Multiple proton-coupled electron transfer for electrochemical generation of fuels.
This talk will outline a simple but general theoretical analysis for multiple proton-electron transfer reactions, based on the microscopic theory of proton-coupled electron transfer reactions, recent developments in the thermodynamic theory of multi-step electron transfer reactions, and the experimental realization that many multiple proton-coupled electron transfer reactions feature decoupled proton-electron steps in their mechanism. It is shown that decoupling of proton and electron transfer leads to a strong pH dependence of the overall catalytic reaction, implying an optimal pH for high catalytic turnover, and an associated optimal catalyst at the optimal pH. When more than one catalytic intermediate is involved, scaling relationships between intermediates may dictate the optimal catalyst and limit the extent of reversibility that may be achievable for a multiple proton-electron-transfer reaction. These scaling relationships follow from a valence-bond-type binding of intermediates to the catalyst surface. The theory is discussed in relation to the experimental results for a number of redox reactions that are of importance for sustainable energy conversion, including the electrocatalytic reduction of CO2, focusing on their pH dependence and structure sensitivity.

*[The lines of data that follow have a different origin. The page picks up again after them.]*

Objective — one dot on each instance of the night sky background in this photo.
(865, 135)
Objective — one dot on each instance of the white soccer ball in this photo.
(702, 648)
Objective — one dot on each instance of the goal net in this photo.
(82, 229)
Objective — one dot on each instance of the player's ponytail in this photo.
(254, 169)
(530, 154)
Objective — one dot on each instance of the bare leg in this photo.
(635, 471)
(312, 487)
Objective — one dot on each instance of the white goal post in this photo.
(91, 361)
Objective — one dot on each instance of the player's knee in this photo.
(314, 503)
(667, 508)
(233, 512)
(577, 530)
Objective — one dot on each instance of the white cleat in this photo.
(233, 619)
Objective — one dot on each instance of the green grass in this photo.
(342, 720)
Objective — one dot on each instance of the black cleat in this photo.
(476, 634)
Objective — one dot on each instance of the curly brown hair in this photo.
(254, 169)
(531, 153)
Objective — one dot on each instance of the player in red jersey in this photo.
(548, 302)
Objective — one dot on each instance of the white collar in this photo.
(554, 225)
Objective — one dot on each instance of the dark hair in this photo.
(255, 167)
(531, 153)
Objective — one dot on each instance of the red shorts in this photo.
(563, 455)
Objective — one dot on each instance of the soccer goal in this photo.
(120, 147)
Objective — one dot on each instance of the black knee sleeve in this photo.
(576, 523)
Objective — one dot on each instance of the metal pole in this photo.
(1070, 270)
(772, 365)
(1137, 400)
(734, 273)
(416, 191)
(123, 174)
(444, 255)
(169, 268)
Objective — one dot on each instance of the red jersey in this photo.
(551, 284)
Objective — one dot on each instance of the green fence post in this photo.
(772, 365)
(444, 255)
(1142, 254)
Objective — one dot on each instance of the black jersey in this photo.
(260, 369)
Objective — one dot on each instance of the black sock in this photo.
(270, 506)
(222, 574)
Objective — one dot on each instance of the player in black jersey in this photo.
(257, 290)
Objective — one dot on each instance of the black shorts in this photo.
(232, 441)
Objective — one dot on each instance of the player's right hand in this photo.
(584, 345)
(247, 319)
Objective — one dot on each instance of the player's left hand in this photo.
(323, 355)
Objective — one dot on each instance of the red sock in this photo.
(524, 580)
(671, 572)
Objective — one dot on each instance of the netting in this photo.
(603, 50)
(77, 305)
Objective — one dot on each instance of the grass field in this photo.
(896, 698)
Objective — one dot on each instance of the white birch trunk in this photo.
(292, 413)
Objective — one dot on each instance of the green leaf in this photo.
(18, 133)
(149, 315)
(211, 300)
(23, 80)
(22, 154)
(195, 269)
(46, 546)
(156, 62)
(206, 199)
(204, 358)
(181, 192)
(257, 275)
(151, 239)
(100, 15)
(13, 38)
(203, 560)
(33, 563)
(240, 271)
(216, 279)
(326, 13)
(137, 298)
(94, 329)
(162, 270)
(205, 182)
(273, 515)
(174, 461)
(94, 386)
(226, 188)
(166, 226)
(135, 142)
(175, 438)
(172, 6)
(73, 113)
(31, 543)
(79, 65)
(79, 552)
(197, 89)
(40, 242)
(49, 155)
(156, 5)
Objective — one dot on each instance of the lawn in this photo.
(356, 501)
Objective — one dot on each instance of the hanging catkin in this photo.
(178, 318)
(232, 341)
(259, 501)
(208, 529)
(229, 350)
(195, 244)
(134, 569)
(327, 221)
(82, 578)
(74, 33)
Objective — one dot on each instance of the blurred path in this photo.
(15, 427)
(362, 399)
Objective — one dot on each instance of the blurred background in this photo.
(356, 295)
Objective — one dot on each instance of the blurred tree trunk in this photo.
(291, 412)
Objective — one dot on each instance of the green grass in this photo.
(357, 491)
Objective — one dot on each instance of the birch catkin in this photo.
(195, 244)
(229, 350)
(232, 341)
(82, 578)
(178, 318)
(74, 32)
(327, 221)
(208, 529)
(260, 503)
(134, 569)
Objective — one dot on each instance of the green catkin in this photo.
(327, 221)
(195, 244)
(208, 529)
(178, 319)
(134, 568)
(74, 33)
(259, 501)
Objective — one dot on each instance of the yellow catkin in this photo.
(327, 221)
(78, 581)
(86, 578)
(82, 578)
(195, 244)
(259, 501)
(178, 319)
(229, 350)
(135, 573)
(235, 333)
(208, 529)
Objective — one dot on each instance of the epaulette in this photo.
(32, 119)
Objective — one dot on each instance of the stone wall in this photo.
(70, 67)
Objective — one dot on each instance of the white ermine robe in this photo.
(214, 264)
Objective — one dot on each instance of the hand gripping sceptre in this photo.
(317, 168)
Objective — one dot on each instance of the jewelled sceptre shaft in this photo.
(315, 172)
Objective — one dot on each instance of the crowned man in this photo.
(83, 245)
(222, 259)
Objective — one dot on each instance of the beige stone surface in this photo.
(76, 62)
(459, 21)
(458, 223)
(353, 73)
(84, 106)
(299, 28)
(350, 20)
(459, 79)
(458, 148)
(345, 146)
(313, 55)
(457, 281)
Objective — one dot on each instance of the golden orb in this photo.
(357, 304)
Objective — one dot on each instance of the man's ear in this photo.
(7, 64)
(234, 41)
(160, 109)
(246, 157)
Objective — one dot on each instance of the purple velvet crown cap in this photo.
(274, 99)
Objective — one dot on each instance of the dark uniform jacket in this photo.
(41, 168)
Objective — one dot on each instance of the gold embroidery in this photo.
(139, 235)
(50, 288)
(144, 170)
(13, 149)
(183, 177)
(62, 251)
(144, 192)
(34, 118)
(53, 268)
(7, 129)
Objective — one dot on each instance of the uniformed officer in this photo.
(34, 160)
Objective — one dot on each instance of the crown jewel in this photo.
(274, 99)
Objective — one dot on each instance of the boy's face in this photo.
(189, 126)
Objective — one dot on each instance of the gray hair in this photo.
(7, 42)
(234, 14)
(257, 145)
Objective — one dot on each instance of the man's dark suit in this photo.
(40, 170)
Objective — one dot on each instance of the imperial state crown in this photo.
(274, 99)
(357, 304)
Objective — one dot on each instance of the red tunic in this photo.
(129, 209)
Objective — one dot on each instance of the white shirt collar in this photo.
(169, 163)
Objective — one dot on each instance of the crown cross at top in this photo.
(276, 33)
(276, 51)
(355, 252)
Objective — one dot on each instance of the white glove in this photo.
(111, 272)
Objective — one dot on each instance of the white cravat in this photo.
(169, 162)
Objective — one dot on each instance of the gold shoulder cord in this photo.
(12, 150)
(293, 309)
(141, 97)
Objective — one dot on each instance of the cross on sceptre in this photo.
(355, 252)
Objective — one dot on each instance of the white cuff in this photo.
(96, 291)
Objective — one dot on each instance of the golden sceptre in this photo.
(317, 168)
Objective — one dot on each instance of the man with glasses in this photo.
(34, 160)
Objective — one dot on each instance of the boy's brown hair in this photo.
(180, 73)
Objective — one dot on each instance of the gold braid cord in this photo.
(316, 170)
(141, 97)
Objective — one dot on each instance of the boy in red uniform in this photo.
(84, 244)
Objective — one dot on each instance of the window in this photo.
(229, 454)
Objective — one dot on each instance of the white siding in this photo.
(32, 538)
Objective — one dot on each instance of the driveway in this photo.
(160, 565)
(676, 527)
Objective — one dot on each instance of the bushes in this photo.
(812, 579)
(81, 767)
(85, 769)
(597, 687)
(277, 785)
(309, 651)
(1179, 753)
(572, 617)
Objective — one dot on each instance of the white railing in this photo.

Marc Koper is Professor of Surface Chemistry and Catalysis at Leiden University, The Netherlands. He received his PhD degree (1994) from Utrecht University (The Netherlands) with Prof. J.H.Sluyters on a thesis on nonlinear dynamics and oscillations in electrochemistry. He was an EU Marie Curie postdoctoral fellow at the University of Ulm (Germany) and a Fellow of Royal Netherlands Academy of Arts and Sciences (KNAW) at Eindhoven University of Technology, before moving to Leiden University in 2005. He was awarded with the Hellmuth Fischer Medal of the German Society for Chemical Technology (DECHEMA) in 2012, with the Carl Wagner Memorial Award of the Electrochemical Society in 2013, with the Brian Conway Prize for Physical Electrochemistry of the International Society of Electrochemistry in 2016, and with Faraday Medal of the Royal Society of Chemistry in 2017. He is member of the Royal Netherlands Academy of Arts and Sciences (KNAW) since 2017. His main research interests are in fundamental aspects of electrocatalysis, theoretical electrochemistry, and electrochemical surface science.